PT There are two mechanisms that trigger it. One is reading. Reading made me a traveler. And traveling made me read more and turned me into a writer. If I hadn’t left home, I would never have become a writer. I know that I consciously sought experience; I went as far away from home as possible. And when you insert yourself into another country, another life, another culture, things happen to you. You’re very conspicuous, so you become a kind of magnet for experience—people want to know you, people want to borrow money from you, people want to use you. All of that becomes the kind of experience that you then transform into the drama of fiction. Things happen to you, and you try to understand it through fiction.

MM You’ve written 50-odd books—a pretty massive output by any standard. What is your writing routine like?

PT My first novel was published exactly 50 years ago this month. It was called Waldo. For 50 years, my day has been the same. I get up in the morning, I read the paper (used to read the paper, now I look at the news on the Internet), I sit down at my desk—not bright and early, but say 9 or 9:30—and I write. I’m usually done by one o’clock. I very rarely work in any dedicated way in the afternoon. But I sometimes work in the evening. In Hawaii, wild horses couldn’t keep me home on a sunny day, so I often go to the beach and sit in a beach chair, and I either read or write something, you know, woolgathering. I’m not writing with the same dedication that I would in the morning. So, my days are taken up like that. I very rarely take a vacation. I don’t find writing arduous. It’s slow going, but it’s steady-going for me. And I’ve always had something to write.

MM Has your writing changed in the last, say, couple of decades?

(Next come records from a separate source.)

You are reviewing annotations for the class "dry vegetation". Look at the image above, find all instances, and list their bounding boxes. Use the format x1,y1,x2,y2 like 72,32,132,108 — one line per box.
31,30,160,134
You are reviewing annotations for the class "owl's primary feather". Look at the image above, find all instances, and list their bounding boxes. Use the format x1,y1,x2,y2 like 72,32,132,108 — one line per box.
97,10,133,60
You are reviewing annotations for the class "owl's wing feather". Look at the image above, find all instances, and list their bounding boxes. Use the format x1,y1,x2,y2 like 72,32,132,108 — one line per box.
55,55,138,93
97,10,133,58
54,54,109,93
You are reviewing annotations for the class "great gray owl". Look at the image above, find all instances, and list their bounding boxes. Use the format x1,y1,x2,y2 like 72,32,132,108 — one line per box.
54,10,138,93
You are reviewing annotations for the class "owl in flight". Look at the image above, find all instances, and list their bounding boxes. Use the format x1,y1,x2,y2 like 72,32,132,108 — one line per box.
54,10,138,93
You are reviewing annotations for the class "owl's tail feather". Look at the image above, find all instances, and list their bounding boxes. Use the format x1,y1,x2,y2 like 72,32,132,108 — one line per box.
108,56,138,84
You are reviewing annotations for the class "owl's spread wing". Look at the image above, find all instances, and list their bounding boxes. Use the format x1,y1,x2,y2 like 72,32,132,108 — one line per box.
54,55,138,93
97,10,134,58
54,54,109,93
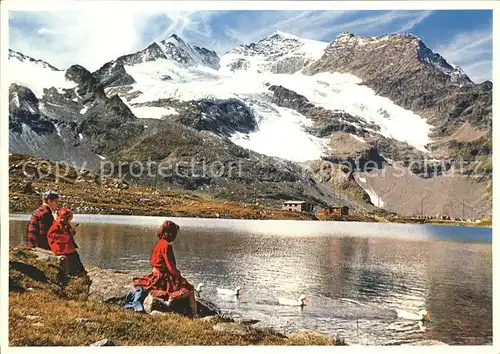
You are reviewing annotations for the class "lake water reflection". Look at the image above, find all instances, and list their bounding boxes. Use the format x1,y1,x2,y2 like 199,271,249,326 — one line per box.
9,215,492,345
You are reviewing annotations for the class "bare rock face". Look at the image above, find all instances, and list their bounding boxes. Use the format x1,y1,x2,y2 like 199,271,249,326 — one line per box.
87,268,135,302
65,65,106,103
304,33,472,97
9,84,54,135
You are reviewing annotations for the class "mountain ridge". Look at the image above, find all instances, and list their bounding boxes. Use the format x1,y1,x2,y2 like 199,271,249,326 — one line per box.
7,30,492,217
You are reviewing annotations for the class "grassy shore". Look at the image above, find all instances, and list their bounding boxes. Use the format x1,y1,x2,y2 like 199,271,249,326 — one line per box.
9,247,342,346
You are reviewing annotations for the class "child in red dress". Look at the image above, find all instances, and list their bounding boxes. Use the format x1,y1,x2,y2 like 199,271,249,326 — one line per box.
47,207,85,275
133,220,197,317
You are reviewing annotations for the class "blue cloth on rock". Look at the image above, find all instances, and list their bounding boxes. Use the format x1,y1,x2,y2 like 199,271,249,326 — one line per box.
123,286,147,312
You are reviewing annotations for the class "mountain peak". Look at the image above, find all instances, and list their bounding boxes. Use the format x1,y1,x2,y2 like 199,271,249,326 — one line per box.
268,30,300,40
9,49,60,71
162,33,187,46
416,40,472,85
323,33,472,85
336,32,356,39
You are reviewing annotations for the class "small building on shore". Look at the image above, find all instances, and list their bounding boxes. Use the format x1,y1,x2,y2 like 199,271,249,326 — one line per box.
317,206,350,216
282,201,314,213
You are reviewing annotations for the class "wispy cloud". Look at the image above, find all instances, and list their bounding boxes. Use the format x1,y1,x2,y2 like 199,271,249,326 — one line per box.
314,10,433,39
396,10,434,33
8,8,490,84
9,9,154,71
435,29,492,83
219,11,347,50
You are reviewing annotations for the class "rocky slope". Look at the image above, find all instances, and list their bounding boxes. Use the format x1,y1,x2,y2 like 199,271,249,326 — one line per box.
8,30,491,216
304,32,492,165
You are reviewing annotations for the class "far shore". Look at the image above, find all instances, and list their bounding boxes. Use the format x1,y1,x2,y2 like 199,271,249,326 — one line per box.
9,210,491,228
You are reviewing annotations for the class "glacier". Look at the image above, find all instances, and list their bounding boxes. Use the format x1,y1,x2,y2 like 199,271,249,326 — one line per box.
8,31,434,163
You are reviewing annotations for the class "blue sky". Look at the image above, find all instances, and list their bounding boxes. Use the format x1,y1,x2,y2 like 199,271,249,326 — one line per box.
9,9,493,82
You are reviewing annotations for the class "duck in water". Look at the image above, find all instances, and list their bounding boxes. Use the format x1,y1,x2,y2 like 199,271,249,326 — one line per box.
277,295,309,307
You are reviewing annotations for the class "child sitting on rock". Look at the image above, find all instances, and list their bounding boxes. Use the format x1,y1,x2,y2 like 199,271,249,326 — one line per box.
133,220,198,317
47,207,86,276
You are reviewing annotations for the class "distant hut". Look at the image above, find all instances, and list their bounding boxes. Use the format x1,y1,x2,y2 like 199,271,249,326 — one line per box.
317,206,349,216
282,201,313,213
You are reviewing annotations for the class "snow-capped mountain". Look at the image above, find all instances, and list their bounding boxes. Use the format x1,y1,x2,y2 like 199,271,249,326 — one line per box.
93,34,220,88
7,30,491,217
220,30,327,74
9,49,77,98
89,31,435,159
9,49,59,71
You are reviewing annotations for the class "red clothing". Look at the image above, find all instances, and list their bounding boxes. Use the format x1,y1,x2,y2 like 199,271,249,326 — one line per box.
133,239,193,300
26,205,54,249
47,220,78,255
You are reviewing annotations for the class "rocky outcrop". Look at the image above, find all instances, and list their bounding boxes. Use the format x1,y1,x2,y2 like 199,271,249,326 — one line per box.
226,58,250,72
65,65,106,103
77,95,143,156
267,84,369,137
9,247,91,300
134,97,258,136
87,268,135,302
9,84,54,135
90,339,116,346
87,267,220,318
93,61,135,88
175,98,257,136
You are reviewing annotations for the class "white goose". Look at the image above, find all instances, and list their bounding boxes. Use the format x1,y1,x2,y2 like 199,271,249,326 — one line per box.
217,286,243,297
396,309,432,321
277,294,309,307
195,283,204,293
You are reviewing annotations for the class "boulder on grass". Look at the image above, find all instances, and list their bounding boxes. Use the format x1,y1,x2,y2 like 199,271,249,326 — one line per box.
87,268,221,317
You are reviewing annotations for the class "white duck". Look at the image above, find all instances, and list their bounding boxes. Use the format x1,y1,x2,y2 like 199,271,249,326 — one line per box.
396,309,432,321
277,295,309,307
217,287,243,297
195,283,204,293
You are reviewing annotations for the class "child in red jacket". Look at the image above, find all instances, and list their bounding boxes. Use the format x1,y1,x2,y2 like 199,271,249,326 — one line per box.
133,220,197,317
47,207,86,276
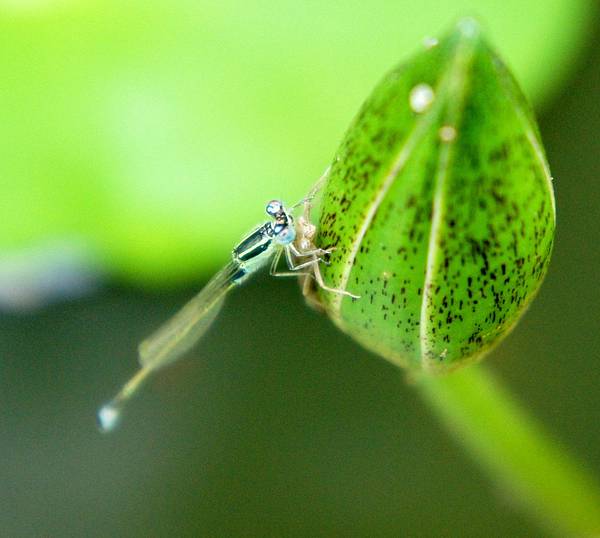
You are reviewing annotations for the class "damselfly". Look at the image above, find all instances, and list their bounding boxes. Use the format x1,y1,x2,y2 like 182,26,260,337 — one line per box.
97,169,358,432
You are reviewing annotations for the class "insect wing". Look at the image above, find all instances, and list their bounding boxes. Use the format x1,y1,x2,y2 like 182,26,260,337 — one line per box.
138,260,240,371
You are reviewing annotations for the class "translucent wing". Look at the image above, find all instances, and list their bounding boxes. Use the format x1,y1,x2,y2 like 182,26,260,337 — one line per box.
138,260,239,371
97,261,240,432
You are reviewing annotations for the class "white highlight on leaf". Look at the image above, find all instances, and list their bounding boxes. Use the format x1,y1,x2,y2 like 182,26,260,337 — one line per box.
409,83,435,113
420,35,476,369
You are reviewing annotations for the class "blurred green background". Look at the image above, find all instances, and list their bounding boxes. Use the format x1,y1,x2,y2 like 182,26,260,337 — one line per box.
1,1,599,536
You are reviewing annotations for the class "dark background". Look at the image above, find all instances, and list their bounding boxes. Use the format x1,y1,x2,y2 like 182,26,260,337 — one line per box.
1,7,599,538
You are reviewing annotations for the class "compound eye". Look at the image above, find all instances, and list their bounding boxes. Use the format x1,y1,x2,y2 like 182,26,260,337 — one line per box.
266,200,283,216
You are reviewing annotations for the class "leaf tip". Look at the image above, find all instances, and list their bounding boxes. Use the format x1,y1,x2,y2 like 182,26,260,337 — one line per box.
455,17,483,41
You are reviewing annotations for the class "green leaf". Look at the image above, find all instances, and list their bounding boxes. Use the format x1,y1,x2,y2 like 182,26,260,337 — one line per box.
314,19,555,372
0,0,589,284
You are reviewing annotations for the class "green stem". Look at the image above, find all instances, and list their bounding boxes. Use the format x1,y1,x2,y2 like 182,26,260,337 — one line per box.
416,364,600,537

PT I think so. For example, my early travel books were very personal, very subjective: I’m having a good time, I’m not having a good time, I had a good meal, this funny thing happened to me. They were very autobiographical. I would account for every day, every strange day that I had. I think that they’ve changed. I thought, I’m really not that interesting, but other people are interesting, and other cultures are. So they’re different now. The focus is different. My travel is now less on me than the places I’m in. In terms of fiction, I’m determined not to repeat myself, although it’s inevitable that you do. You write for 50 years, and you’re going to repeat yourself. But I’ve tried not to. I’ve tried to come up with something new. I suppose, to examine motives more clearly. So, to that extent, my writing has changed. But I can say honestly, candidly, a writer is not the best judge of his or her book. We can’t be our own reader.

MM A writer friend once told me that she feels she can get at the truth better through fiction than nonfiction. Do you find this to be the case?

PT I think that fiction is the way to the truth. Not me but someone once said you feel intimate with a fictional character, you feel you know a fictional character better than a member of your own family. The classic portrait, Madame Bovary or Huckleberry Finn or Holden Caulfield or Ishmael or Hamlet—compare what you know about these characters and how you respond to them with what you know of a friend or a member of your own family. That’s where the truth comes from. In fiction you can get inside a character’s head in a way that is not possible, generally speaking, with the people we know in real life. And maybe this is why, instead of writing an autobiography or a memoir, I chose to take my experience, my family, and treat them as fictional characters—and my life, too—to use them to write a book and understand them better, and to understand myself better. A lot of my writing is done to give me pleasure. I write actually to stimulate my imagination and think, hey, I wrote this thing. What do you think of it? Did you like it? That’s the whole thing. First I’m trying to please myself, then I’m hoping that I can please somebody else.